Many athletes and sports figures have registered federal trademarks for catchphrases or other terms associated with them – Pat Riley’s “three-peat” is one of the most well-known examples of a trademarked sports phrase, and many other popular sports terms are registered federal trademarks as well: Reggie Jackson’s “Mr. October,” for example, or “Revis Island” for Darelle Revis. It isn’t always a smooth road to trademark registration for athletes, however. The following information will tell you more about why you should strongly consider registering a trademark for your catchphrase, and some facts to know before you do so.
Be sure that you can actually trademark the name or phrase associated with the athlete.
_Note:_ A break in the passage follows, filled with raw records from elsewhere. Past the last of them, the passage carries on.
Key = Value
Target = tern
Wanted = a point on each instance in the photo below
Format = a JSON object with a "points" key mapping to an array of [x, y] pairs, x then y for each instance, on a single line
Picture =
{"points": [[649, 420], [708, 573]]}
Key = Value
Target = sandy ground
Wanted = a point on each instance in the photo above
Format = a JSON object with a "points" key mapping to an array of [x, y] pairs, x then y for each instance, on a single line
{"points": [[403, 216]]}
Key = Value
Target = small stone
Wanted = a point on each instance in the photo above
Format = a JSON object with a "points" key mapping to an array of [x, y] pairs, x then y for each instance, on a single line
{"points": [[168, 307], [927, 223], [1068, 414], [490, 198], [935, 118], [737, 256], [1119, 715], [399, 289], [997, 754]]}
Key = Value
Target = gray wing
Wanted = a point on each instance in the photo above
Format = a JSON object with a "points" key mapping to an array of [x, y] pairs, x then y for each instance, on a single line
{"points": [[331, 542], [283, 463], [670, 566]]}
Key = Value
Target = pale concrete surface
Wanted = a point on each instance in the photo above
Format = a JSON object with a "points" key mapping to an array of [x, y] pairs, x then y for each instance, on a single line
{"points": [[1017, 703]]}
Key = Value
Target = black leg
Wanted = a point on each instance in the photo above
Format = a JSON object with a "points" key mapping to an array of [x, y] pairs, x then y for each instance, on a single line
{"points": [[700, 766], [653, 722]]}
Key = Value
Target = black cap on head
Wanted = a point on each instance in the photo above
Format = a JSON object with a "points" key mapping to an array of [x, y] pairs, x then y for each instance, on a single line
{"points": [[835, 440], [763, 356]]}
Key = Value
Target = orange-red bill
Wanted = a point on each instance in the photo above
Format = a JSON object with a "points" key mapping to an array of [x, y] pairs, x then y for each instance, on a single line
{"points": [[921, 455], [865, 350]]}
In order to qualify for trademark protection of a trademark there must be an actual product or service behind the trademark. Therefore, a famous athlete can not just trademark his or her name or catchphrases unless it is associated with a product (e.g. clothing) or service (e.g. a restaurant) associated with athlete’s name or catchphrase. In addition, sometimes athletes find that their names or catchphrases are already innocently registered by someone else. Therefore, a thorough trademark research process can help ensure that someone else hasn’t already registered your mark, and that the mark you wish to register won’t be considered confusingly similar to an existing one in the eyes of the United States Patent & Trademark Office (USPTO). A trademark attorney will be better able to advise you on the likelihood of confusion, and will be able to more thoroughly research the existing marks that are already out there to give you a better chance of a successful registration.
Register your trademark promptly.
Johnny Manziel and Jeremy Lin are two athletes who ran into surprising situations when they tried to register their famous “Johnny Football” and “Linsanity” nicknames (as well as other marks) recently: other applications for those same marks were already pending. This was clearly not a case where someone else had the same name; rather, enterprising if ill-intentioned individuals were attempting to reserve the rights to those names before the athletes themselves could, in hopes of profiting either by selling merchandise or demanding a fee for the rights to the mark. There is no shortage of similar individuals out there who will attempt to trademark a nickname or phrase as soon as they think it may gain traction. For this reason, it’s important as an athlete to register your own mark as soon as you think you – or anyone else – may want to use it on merchandise or for any other method of profit.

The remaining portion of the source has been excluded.